Not that that stops candidates from trying. Obama, Edwards and Sen. Hillary Clinton (D-N.Y.) all have text-messaging efforts, and several Republican campaigns are considering it.

A race to innovate

"That's the game here -- to innovate on all fronts," said Joe Rospars, new media director for Obama's campaign. The campaign offers text messaging, seven free ring tones and four versions of cell phone wallpaper with Obama's face or logo on it -- in addition to the campaign's Web site that allows users to create profiles, blogs and event invitations.

Joe Trippi, a senior adviser to the Edwards campaign, said cell phones will be increasingly important in the 2008 campaign. Trippi headed Howard Dean's campaign for the Democratic nomination in 2004, which was notable for its innovative reliance on the Internet for organizing volunteers and donors.

Dean alumni are "scattered across a whole host of campaigns that are determined to outwit each other on the Internet or mobile or whatever the platform is," Trippi said. He suggested that the presence of former Dean staffers in the Democratic campaigns is one of the reasons that the GOP front-runners lag the Democrats in use of technology.

Mindy Finn, the director of e-strategy for former Massachusetts Gov. Mitt Romney's presidential campaign, agreed that Republicans "are somewhat behind" in Web and technology campaigning. But she said the Romney campaign would launch text messaging "very soon, at a time that makes sense. ... It's a long campaign."

Trippi said the lag might hurt the Republicans come 2008. "Really aggressive competition is creating a much bigger grass-roots movement on the Democratic side," he said.

Trippi said the strongest impact of cell phones will come not from the campaigns but from that grass-roots movement.

"It's not really what comes from the campaign that matters anymore," he said, citing YouTube videos that are passed among friends, or the possible power of receiving multiple messages from friends urging attendance at a political rally.

That doesn't mean that the campaigns are not producing their own content. The Edwards campaign recently used cell phone messages to urge people to contribute money, allowing users to press one button to hear Edwards' recorded voice asking for a donation or another that connected them to a volunteer who facilitated over-the-phone donations. Clinton's campaign used text messaging to announce her campaign song.

Entree to youth vote

Polling suggests that younger people are most likely to use cell phones in innovative ways.

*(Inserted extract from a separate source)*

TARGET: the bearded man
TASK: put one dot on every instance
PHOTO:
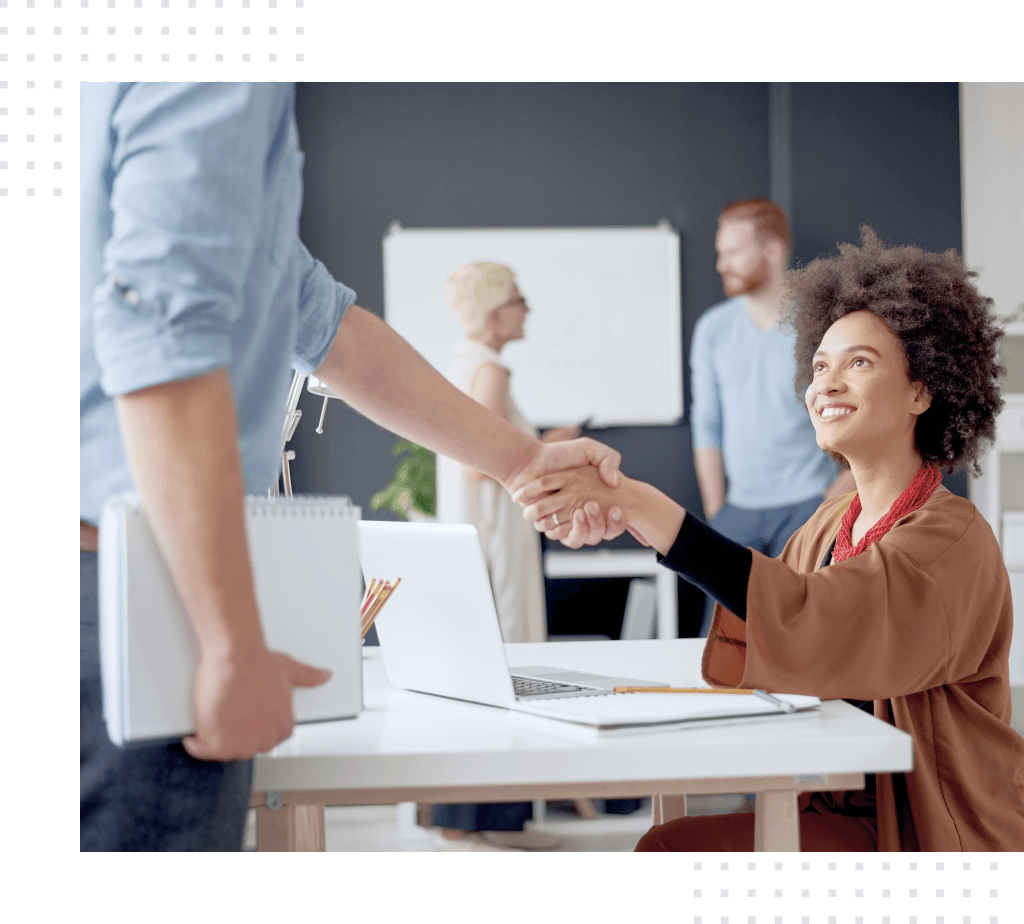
(760, 470)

An April 2006 survey by the Pew Internet and American Life Project found that while 65 percent of cell phone users ages 18 to 25 used text messaging, that number dropped to 37 percent for ages 30 to 49. The same study found that 54 percent of English-speaking Hispanics used text messaging, while 42 percent of black and 31 percent of white cell phone users did. Those in the youngest age group also were the most likely -- at 85 percent -- to change their ring tones or cell phone background.

Germani Hardeman, 20, a junior at Spelman College in Atlanta, said she would "definitely" download the Obama ring tone. But Brianna Eaton, who just graduated from Rocklin High School in Rocklin, Calif., and is part of groups supporting Obama on the social networking site Facebook.com, said she thought the ring tones were "rather stupid" and would rather see the campaign focus on substance.

The campaigns stressed that they recognize that, when it comes time to vote, technology is not going to win elections. Peter Daou, the Internet director at the Clinton campaign, said technology is merely one more tool to allow supporters to organize and communicate.

"It's not about the bells and whistles," he said.